Initial results for the continuous microwave processing of wide webs using a new microwave applicator are presented. The results show that acceptable uniformity can be obtained using this system and that with the appropriate controls, a very tight process window can be maintained to produce preimpregnated glass cloth (prepreg) for use in circuit board manufacture.
As applications for polymeric materials continue to expand, cost-effective and environmentally responsible processing methods become vitally important. It is also becoming increasingly apparent that the success of some new materials is tightly coupled to their processing technologies because the development of their properties depends directly on the processing. In thermoplastic-toughened thermoset resins, for example, morphology development during processing is critical to the mechanical performance of the final material.

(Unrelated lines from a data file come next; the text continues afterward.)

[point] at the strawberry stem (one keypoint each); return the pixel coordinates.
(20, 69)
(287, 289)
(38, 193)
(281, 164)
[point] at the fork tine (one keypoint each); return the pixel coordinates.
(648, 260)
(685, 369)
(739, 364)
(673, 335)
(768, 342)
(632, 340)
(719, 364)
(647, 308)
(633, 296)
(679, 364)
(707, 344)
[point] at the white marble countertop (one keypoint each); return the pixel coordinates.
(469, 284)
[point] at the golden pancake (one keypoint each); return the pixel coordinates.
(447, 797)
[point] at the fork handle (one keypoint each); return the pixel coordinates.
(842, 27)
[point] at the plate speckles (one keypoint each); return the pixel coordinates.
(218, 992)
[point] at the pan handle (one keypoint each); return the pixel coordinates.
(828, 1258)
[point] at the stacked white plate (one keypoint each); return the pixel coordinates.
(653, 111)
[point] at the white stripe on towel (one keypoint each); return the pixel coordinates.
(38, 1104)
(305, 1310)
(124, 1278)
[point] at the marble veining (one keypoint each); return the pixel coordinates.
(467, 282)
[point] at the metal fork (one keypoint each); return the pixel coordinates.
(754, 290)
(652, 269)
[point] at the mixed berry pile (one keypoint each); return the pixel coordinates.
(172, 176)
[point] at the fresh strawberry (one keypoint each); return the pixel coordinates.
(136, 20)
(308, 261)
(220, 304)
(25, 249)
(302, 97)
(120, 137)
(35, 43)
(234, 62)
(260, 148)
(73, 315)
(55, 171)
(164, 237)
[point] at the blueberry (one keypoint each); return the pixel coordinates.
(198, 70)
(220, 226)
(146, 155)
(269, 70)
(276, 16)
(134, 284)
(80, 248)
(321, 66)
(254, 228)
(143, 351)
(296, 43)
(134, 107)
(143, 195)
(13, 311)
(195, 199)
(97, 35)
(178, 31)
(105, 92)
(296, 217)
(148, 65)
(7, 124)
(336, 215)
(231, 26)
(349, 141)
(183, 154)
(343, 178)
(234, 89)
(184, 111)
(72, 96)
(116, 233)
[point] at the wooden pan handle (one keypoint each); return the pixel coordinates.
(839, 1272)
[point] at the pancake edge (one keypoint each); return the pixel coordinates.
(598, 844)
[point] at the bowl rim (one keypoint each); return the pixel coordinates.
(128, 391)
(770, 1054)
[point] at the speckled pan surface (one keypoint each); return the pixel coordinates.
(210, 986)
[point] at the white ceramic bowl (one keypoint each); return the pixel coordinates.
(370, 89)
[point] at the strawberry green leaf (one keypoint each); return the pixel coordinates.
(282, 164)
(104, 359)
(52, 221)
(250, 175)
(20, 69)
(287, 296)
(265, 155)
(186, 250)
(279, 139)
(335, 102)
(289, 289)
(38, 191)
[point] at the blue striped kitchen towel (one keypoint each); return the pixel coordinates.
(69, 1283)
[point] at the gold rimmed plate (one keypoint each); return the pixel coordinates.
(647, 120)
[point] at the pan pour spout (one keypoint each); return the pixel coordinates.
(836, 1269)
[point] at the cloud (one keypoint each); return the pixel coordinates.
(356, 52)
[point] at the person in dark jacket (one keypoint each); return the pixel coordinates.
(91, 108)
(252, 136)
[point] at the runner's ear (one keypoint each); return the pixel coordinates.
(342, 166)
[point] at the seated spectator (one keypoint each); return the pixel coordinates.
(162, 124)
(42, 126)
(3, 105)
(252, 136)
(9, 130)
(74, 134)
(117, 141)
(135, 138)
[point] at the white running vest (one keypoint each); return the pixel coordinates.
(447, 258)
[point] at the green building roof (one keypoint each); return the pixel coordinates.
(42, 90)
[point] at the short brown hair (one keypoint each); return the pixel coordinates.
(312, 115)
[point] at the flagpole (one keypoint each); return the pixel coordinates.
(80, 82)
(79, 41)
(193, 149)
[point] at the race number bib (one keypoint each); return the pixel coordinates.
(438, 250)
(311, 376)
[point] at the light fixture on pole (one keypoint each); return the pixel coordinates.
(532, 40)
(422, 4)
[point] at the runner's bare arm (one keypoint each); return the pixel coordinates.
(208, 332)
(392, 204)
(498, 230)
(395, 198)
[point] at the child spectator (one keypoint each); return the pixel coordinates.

Microwave processing has enjoyed growing interest primarily because of the potential of uniformly heating relatively large volumes of materials very rapidly; this overcomes limitations due to the poor thermal conductivity of polymeric materials. Microwave radiation has a very large penetration depth in polymeric materials, and absorption follows a simple Beer-Lambert Law. Hence, depending on the material, very uniform heating profiles throughout the thickness of a material can be obtained up to 0.5 m. This bulk absorption of energy allows for substantially higher heating rates than can be obtained using conventional or infrared methods and for the retention of an acceptable heating profile. Other advantages of this technology include (1) more efficient heating and thus efficient use of energy (only the part is heated, not the walls and surrounding air); (2) shorter processing time for batch operations; (3) shorter process lines for continuous operations; (4) environmental superiority; (5) production of properties or morphologies not attainable using other processing techniques; and (6) the possibility of selective heating—the selective absorption of energy by one phase or part of a material—leading to a custom temperature profile within a part.